Os Candidatos a Administradores Judiciários

      Com o Aviso nº. 3025/2018 de 07MAR, anunciou a Direção-Geral da Administração da Justiça (DGAJ) a abertura do procedimento de seleção para admissão à frequência de curso de formação para Administrador Judiciário, para um total de 20 vagas.


      A este curso podiam candidatar-se Oficiais de Justiça da categoria de Secretário de Justiça, classificados com "Muito Bom" e ainda os Oficiais de Justiça de outras categorias mas desde que, cumulativamente, tivessem pelo menos 15 anos de serviço como Oficial de Justiça, a classificação de "Muito Bom" e uma licenciatura numa das seguintes áreas: Administração Pública, Contabilidade, Direito, Economia, Finanças, Gestão ou Matemática.


      Pode aceder ao mencionado aviso “aqui”.


      Terminado o prazo de apresentação das candidaturas ao curso, foi esta semana divulgada a lista provisória dos candidatos admitidos e excluídos ao procedimento concursal, estando agora a decorrer o prazo de audiência dos interessados (10 dias úteis) para se pronunciarem (querendo) sobre esta lista provisória.


      A lista, que está disponível na página da DGAJ, pode também ser acedida diretamente através da seguinte hiperligação: "Lista Provisória".


      Esta lista provisória contém um total de 245 Oficiais de Justiça admitidos e 22 excluídos, isto é, houve um total de 267 candidatos.


      Dos 245 Oficiais de Justiça admitidos, apenas 18 pertencem à categoria de Secretário de Justiça, isto é, qualquer coisa como 7% dos candidatos admitidos, sendo, portanto, a esmagadora maioria dos candidatos, Oficiais de Justiça detentores de habilitação académica de nível superior e que não percorreram todas as categorias da carreira.


      Das categorias correspondentes a cargos de chefia são 68, quase 28% dos candidatos, e destes, 59 são Escrivães de Direito e 9 são Técnicos de Justiça Principais.


      Ou seja, das três categorias finais da carreira, a que correspondem cargos de chefia, somam-se 86 candidatos, representando estes cerca de 35% dos candidatos admitidos.


      Das demais categorias, que não correspondem a cargos de chefia, os candidatos apresentam os seguintes totais e percentagens arredondadas:


            Escrivães Adjuntos: 40 (16%)
            Técnico de Justiça Adjunto: 10 (4%)
            Escrivães Auxiliares: 83 (34%)
            Técnico de Justiça Auxiliar: 26 (11%)

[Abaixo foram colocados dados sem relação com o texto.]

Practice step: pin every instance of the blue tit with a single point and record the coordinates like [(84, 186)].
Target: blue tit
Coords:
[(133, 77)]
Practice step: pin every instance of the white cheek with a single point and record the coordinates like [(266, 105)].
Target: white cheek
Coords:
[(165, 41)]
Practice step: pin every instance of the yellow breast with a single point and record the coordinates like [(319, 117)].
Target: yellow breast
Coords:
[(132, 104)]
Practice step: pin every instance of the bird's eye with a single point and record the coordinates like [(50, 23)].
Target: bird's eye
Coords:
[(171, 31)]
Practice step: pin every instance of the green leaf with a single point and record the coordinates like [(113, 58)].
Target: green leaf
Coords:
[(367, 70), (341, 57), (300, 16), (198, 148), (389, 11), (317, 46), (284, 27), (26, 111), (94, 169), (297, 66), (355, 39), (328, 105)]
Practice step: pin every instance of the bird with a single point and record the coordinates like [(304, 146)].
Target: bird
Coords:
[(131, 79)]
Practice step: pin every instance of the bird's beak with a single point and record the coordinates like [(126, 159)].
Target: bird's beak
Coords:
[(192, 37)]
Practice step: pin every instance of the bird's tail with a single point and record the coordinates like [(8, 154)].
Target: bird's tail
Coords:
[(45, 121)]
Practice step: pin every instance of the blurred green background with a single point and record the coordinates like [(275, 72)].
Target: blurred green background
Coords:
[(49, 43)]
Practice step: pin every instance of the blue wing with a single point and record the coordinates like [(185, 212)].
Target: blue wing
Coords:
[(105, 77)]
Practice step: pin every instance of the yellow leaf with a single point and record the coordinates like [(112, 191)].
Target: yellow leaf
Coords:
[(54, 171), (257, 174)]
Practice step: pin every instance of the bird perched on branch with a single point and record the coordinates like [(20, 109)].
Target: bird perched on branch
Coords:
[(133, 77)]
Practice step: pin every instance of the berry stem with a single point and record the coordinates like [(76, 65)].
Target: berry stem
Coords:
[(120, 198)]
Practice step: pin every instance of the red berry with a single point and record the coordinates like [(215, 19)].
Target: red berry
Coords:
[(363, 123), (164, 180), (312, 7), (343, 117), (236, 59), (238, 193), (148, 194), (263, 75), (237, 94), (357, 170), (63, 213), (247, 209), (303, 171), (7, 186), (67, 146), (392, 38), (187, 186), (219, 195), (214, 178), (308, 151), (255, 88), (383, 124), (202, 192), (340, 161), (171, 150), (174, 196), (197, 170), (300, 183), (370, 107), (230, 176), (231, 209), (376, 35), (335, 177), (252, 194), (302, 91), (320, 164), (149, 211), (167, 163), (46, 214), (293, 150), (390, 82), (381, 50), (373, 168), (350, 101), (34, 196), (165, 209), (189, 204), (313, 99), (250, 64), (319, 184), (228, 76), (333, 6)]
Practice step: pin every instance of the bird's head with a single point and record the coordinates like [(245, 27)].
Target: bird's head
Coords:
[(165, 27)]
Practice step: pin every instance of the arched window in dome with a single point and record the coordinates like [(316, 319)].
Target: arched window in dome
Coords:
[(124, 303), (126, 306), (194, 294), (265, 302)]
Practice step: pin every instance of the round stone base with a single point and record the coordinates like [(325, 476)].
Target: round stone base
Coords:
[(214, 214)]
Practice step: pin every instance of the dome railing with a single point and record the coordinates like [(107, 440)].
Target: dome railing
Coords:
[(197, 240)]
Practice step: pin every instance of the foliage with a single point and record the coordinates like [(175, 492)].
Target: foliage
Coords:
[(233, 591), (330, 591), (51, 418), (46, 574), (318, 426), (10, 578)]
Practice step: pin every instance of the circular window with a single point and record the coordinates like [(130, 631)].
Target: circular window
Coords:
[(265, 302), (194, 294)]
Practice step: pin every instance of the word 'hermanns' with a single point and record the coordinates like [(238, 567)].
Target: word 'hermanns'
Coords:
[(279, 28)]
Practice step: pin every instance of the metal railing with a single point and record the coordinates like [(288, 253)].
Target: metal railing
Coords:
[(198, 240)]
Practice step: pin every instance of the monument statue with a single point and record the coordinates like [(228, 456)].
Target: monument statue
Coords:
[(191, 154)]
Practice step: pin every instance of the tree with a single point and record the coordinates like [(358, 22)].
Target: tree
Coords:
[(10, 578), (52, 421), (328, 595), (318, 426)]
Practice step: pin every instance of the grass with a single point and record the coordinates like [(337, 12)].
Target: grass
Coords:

      Destes valores ressalta a curiosidade de que existem mais candidatos das duas categorias de início da carreira (Escrivães Auxiliares e Técnicos de Justiça Auxiliares) do que das três categorias de final de carreira (Secretários de Justiça, Escrivães de Direito e Técnicos de Justiça Principais), na proporção de 45 para 35%. Sendo 20% das categorias intermédias (Escrivães Adjuntos e Técnicos de Justiça Adjuntos).


      Quanto aos candidatos excluídos, que foram 22, isto é, 8% das candidaturas apresentadas, foram excluídos por, essencialmente, não reunirem os requisitos anunciados, mais concretamente, os requisitos que se deveriam observar de forma cumulativa, isto é, todos ao mesmo tempo.


      Assim, por não deterem o requisito dos 15 anos de serviço mínimo, daqueles 22 excluídos, houve apenas um e este único também não cumpria outro dos requisitos que era o de deter a classificação de "Muito Bom". Sem que detivessem esta classificação foram excluídos outros 7.


      Por não deterem a formação académica exigida, foram excluídos 14, destes 12 por a formação não se enquadrar nas áreas determinadas e 2 por não serem detentores de curso de nível superior.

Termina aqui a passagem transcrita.